Building an effective broadband signal combiner isn't rocket science,
but neither it is trivial. Frankly, in your situation, I'd recommend
that you just buy a commercial combiner. For example,

http://www.starkelectronic.com/cmjoiner.htm

The first item #0538 is a two-way combiner/joiner made by ChannelMaster,
which appears to be designed to do just what you want... $9.95 plus
shipping.
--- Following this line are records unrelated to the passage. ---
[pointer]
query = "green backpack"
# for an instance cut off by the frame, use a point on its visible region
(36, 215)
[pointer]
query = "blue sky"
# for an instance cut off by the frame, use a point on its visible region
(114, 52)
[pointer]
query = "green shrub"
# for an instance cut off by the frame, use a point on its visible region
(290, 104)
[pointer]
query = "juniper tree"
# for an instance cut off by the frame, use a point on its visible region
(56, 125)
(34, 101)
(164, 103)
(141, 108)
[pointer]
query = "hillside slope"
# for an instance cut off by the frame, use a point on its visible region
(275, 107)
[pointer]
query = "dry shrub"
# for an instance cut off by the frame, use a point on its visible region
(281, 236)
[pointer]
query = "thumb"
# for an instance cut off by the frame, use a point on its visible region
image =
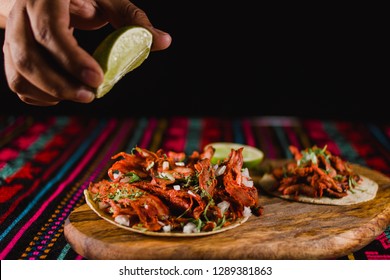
(122, 13)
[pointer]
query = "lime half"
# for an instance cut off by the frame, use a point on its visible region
(252, 156)
(121, 52)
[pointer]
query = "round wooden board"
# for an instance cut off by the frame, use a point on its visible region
(286, 230)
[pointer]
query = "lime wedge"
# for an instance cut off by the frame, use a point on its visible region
(121, 52)
(252, 156)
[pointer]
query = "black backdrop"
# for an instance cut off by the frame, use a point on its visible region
(241, 59)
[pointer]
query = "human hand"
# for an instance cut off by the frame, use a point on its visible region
(43, 62)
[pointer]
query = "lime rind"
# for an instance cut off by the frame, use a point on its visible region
(121, 52)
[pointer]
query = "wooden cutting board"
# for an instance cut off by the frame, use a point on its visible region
(286, 230)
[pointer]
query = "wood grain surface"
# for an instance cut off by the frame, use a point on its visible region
(286, 230)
It takes 75-ohm coaxes from the antennas (you'd need
75-to-300-ohm balun on each antenna) and feeds a 75-ohm
downlink with the combined signals.

Click on the "Winegard Combiners" link on that page, and you'll see
the Winegard CC-7870 (same idea, higher cost) as well as the SD-3700
(which has 300-ohm inputs and a 75-ohm output - no need for separate
baluns on the antennas - just run some 300-ohm twinlead from each
antenna to the joiner).

The other alternate solutions to this problem that wouldn't have the
potential ghosting problem would be: use filtering combiners
(feasible for one or two "joined" channels, probably too expensive for
more than that), or use one antenna with a rotator, or use two
antennas and two feedlines and a "which antenna?" switch at the TV set.

--
Dave Platt AE6EO
Friends of Jade Warrior home page: http://www.radagast.org/jade-warrior
I do _not_ wish to receive unsolicited commercial email, and I will
boycott any company which has the gall to send me such ads!